大和総研コラム

「マイナポイント制度で一石三鳥」の現実味

  • 消費 / 社会
  • 掲載日 : 2020年2月18日
  • 大和総研金融調査部 主任研究員 長内智

昨年2019年は、民間決済事業者の大型キャッシュバック・キャンペーンや政府が10月に導入した「ポイント還元制度」によってキャッシュレス化の動きが加速し、まさに「キャッシュレス化元年」と呼べるような年になった。現在もポイント還元制度の恩恵を求めて、現金払いからキャッシュレス決済に切り替える動きが見られ、この制度は一定の効果をもたらしていると評価できる。

今年については、ポイント還元制度が6月末に終了し、その後、9月に「マイナポイント制度」という新たなキャッシュレス化推進策が導入される予定である。新たな制度は、2021年3月までの7ヵ月間に限定されている。また、2つの制度が少し間隔をあけて実施されるという、分かりにくいスケジュールとなっている点には留意したい。

マイナポイント制度は、マイナンバーカードの保有者が民間のキャッシュレス決済手段を用いてチャージ等をした場合、その25%分のマイナポイントが付与されるというものであり、ポイントの上限額は5,000円分となっている。付与されたポイントは、実際の店舗やオンライン店舗での支払いにあてられる。
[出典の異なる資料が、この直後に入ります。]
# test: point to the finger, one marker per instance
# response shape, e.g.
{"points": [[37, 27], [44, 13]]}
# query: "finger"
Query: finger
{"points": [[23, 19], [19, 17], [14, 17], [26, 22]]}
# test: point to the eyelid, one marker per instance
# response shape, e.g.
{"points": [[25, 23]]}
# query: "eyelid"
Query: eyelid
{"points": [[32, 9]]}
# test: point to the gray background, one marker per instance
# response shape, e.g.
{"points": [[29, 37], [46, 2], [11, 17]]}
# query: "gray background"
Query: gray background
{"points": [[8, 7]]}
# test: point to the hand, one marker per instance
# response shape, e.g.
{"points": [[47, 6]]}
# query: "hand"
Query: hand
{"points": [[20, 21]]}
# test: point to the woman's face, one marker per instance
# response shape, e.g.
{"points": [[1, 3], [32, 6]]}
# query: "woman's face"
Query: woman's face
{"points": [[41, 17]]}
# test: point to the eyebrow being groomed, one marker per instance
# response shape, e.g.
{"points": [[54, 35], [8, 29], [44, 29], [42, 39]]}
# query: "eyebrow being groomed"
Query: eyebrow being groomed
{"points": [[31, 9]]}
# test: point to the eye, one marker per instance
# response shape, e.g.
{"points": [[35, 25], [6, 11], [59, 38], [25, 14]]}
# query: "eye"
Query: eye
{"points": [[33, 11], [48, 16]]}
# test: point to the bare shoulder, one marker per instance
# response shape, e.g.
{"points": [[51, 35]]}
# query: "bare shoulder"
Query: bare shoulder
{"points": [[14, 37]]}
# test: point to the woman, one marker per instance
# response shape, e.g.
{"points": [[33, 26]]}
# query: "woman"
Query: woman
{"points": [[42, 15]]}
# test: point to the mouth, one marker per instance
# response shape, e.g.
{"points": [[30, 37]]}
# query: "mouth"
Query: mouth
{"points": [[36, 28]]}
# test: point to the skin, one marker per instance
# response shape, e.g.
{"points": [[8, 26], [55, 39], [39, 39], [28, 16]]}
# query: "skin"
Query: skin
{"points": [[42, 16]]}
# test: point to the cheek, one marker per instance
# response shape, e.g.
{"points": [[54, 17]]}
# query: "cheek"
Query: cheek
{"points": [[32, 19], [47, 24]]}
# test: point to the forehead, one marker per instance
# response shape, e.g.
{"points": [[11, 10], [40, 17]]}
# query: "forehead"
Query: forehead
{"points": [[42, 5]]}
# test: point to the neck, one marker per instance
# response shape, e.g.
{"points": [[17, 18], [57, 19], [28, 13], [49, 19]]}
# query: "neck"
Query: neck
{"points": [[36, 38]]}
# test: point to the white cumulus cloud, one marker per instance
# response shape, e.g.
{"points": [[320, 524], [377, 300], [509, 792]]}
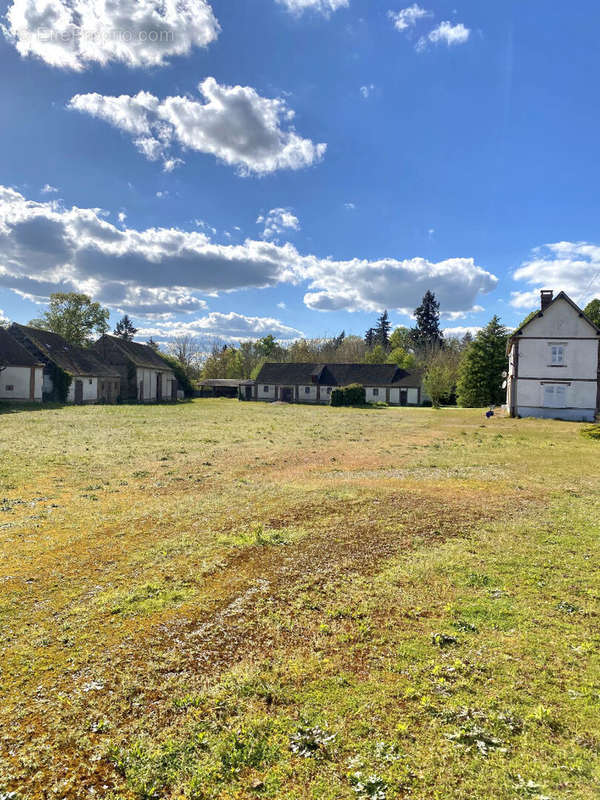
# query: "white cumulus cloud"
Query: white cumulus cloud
{"points": [[46, 248], [408, 17], [234, 124], [361, 285], [325, 7], [231, 326], [74, 34], [366, 90], [572, 267], [277, 221], [445, 33], [459, 331]]}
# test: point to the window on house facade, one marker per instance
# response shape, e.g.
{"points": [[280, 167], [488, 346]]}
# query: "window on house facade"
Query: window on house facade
{"points": [[555, 395], [558, 355]]}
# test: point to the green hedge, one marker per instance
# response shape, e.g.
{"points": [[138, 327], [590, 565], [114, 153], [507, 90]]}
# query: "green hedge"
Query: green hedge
{"points": [[353, 395]]}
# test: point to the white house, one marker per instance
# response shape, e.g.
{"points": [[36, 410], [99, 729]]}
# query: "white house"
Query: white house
{"points": [[554, 363], [313, 383], [21, 374]]}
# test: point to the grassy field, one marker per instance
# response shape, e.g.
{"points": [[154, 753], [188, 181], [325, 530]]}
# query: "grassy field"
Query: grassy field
{"points": [[226, 600]]}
消費者は、この制度の対象となるために、マイナンバーカードを取得し、さらに専用IDである「マイキーID」を追加で設定する必要がある。

そして、この政策には、①2020年1月20日時点で普及率が15% (総務省資料) にとどまるマイナンバーカード保有者の増加、②ポイント還元制度終了後の消費の落ち込みの緩和、③キャッシュレス化の促進、という3つの狙いがある。すなわち、一石二鳥ならぬ、いわば一石三鳥を狙った政策だと捉えられる。

日本の消費者は、決済手段を選択する際にポイントや割引などの便益性を重視する傾向が強いため、マイナポイント制度も一定の効果が見込まれよう。実際、ポイントの還元率が25%とかなり高い点は魅力的だ。ただ課題も少なくない。

例えば、消費者は、民間のキャッシュレス決済手段の導入に加えて、マイナンバーカードおよびマイキーIDを準備する必要があり、使い始めるまでに手間がかかる。また、ポイント還元制度では、決済事業者の加盟店手数料率に上限を設けて加盟店の手数料負担を軽減させていた。しかし、マイナポイント制度では、現時点において、そうした加盟店の負担軽減措置は設けられていない。

その他、この制度の長所と短所を総合的に勘案すると、一石三鳥を実現するのはかなり厳しいというのが正直なところである。そもそも、短期間で終了するポイント還元制度 (9ヵ月) とマイナポイント制度 (7ヵ月) をつぎはぎしたところで、長期的かつ十分な効果は期待しにくいだろう。

現在、キャッシュレス決済に関しては、決済手段の「乱立」が大きな問題となっている。制度面については、推進策の「乱発」に改善の余地がありそうだ。